Außerhalb des Vatikans sind in den letzten vierzigen Jahren die kritischen Stimmen nicht verstummt, die dem Lehrschreiben vorwerfen, lebensfremd zu sein und den Eheleuten unnötige Vorschriften für ihr Sexualleben zu machen. Auch innerhalb der katholischen Kirche sind diese Klagen nicht verstummt, bestätigt der Tübinger Moraltheologe Dietmar Mieth:

„Es ist wohl mehr so, dass es bei der Frage der künstlichen Verhütung eben um ein Begründungsdefizit geht, das eben auch dazu geführt hat, dass diese Norm in der Kirche nicht so rezipiert worden ist, wie man das in der Kirche wohl erwartet hat. Das Begründungsdefizit lag erst einmal darin, dass man sich auf die naturrechtliche Basis begeben hat und den Zweck der ehelichen Vereinigung über die Nachkommenschaft über den Sinn der Liebe gestellt hat, was im Prinzip in der Enzyklika Humanae Vitae umgekehrt anvisiert ist.“
Humanae Vitae unterscheide zwischen dem Sinn der Liebe und dem Zweck von Fruchtbarkeit, so Mieth.
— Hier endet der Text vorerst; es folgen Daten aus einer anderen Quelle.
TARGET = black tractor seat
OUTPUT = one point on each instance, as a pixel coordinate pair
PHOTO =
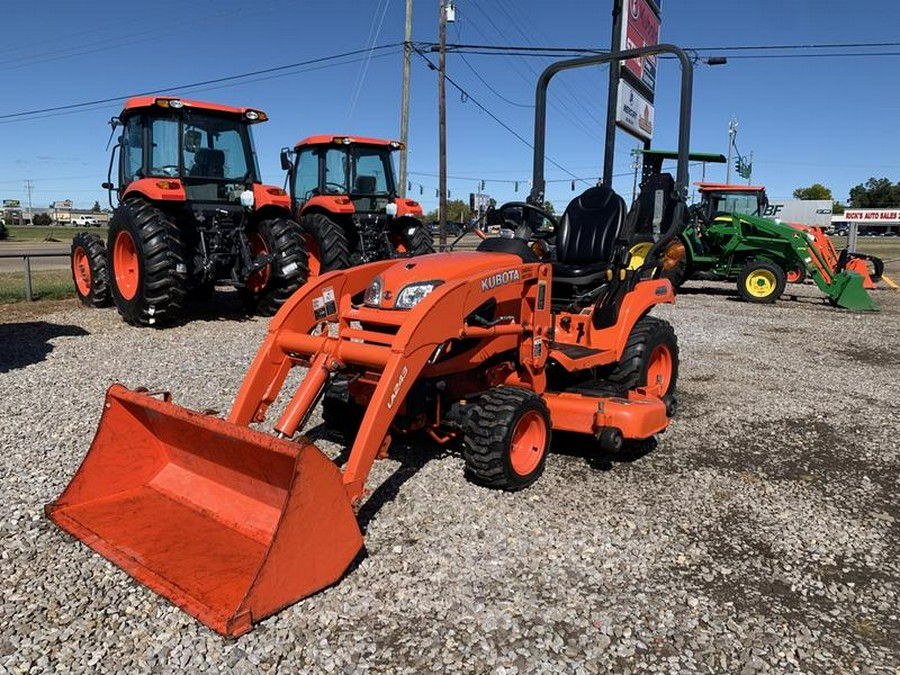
(586, 238)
Das habe ja erst ermöglicht, dass es so etwas wie eine Zeitplanung in der Empfängnisregelung gibt. Das Problem ist nach Meinung des Moraltheologen:

„Dass man das nicht durchgeführt hat mit Blick auf die künstlichen Mittel, das ist naturrechtlich schwach begründet, sagen die Moraltheologen. Und die Begründung, die in Familiaris Consortio 1981 nachgeschoben worden ist unter Johannes Paul II., nämlich dass man auch die Potenzialität, Vater und Mutter zu werden anerkennen müsse im ehelichen Akt, scheint relativ weit hergeholt zu sein. Es gibt da einen Begründungsdefizit, und ich könnte mir durchaus vorstellen, dass der Papst das auch einsieht und etwas vorsichtig damit umgeht, und dass er auch sieht, dass weltweit in der katholischen Kirche diese Norm der Enpfängnisregelung nicht rezipiert worden ist. Und die Rezeption gehört eigentlich dazu, dass eine Norm nicht nur gültig ausgesprochen worden ist, sondern auch in Geltung ist.“

Positiv ist nach Meinung von Mieth zu bewerten, dass die Enzyklika manche Entwicklung in der Reproduktionsmedizin gleichsam „prophetisch“ vorhergesehen habe – Stichwort In-Vitro-Fertilisation, Klonen und andere Biotechnologien. Aber ob das letzte Wort in der Frage der künstlichen Verhütung gesprochen ist, zieht Mieth in Zweifel.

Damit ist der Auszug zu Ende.